Part of the reason Clair de Lune has not been completed is that I genuinely want to impact

cinema with this low-budget film and much of that will come down to an advanced film-

form and style achieved by various editing techniques and image processing. I'm not so

arrogant to say that it will impact cinema, but that is the ambition. There are some great

acting performances in this film and I look forward to how it’s all sculpted together.

I feel like my life in the interim has been spent studying cinema, both historically (the

1980s Simpson/Bruckheimer films that incorporated MTV video and commercial aesthetics)

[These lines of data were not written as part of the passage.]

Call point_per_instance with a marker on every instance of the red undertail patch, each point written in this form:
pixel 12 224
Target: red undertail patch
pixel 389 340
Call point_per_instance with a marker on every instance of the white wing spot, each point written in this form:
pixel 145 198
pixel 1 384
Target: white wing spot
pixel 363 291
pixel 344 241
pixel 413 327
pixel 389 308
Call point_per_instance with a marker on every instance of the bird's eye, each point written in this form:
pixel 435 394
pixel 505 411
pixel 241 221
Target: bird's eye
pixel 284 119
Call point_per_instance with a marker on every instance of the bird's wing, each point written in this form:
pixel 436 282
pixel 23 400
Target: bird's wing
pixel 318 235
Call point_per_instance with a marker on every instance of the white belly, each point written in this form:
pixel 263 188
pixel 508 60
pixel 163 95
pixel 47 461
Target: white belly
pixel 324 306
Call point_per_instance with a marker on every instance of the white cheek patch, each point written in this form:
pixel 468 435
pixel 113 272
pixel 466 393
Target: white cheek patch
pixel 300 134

and the absolute latest contemporary work like YouTube/memes. This has meant collecting

lots of physical media to aid my study. Like the 1980s incorporation of new forms like MTV

into cinema, I wish to also combine online filmmaking styles (particularly editing) with my

feature narrative. This project has become far more postmodern than I first intended. So

this Night Rites music video, other short work I have done like Kolesnikov's World and the

exhibition of other people's contemporary film in the Sam Hyde Film Festival all constitute

practical study in style and aesthetics. Which will in-turn inform the finished product of

Clair de Lune. It's all connected. Even when I'm not working on Clair de Lune, I'm still

really working on it.

 

Hebe Sayce in the upcoming feature film Clair de Lune


 

Will you make more music videos?

Yes, I think I will make more music videos. This was really my first one and I liked doing it.

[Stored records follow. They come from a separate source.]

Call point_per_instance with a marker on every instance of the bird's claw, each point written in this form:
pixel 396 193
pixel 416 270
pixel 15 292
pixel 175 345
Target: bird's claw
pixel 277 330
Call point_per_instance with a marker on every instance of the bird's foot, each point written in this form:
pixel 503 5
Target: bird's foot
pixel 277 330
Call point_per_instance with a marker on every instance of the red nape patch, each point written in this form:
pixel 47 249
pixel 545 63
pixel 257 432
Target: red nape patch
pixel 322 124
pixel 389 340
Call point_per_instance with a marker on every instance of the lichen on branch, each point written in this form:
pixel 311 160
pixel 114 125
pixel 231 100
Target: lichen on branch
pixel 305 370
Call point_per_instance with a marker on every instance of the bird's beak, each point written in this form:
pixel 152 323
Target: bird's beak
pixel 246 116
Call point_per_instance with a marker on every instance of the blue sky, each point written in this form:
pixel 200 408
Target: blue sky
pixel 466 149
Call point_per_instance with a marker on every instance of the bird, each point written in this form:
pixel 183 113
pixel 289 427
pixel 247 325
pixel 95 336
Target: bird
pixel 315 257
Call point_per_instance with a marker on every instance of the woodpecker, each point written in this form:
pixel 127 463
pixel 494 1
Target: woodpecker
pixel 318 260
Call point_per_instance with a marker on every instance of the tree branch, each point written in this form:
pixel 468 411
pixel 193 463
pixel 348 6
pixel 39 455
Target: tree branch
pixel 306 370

10 years ago I made my own version of Eat Carpet or Liquid Television for Channel 44

called "Bandwidth", much of which involved image and music. But this Night Rites music

video was my first built from the ground-up to depict a band and their sound. Music videos

are a great artistic opportunity. There is no shortage of good local music to make a clip for

and I encourage people to do it. If you are out of the loop, just get in contact with 3D

Radio, Radio Adelaide, Fresh FM (or your own local community Stations) and you will be put in touch with some of the latest music to hopefully inspire making a clip. Get out of your

bubble. Make contact with some of these bands.

 

There is also some talk about a physical media (DVD) release of various music videos and

experimental shorts in Adelaide. If that happens, it will be packed with weird material and

lots of extra features.. There's also a proposed distribution model that is insane and would

allow the DVD to be discovered by the public in a very odd way. I think it's time to do

irrational things like that.

 

What do you mean exactly, where will the DVD be distributed and what will be

"odd" or "insane" about it?

I can't get into that yet. But it should be interesting.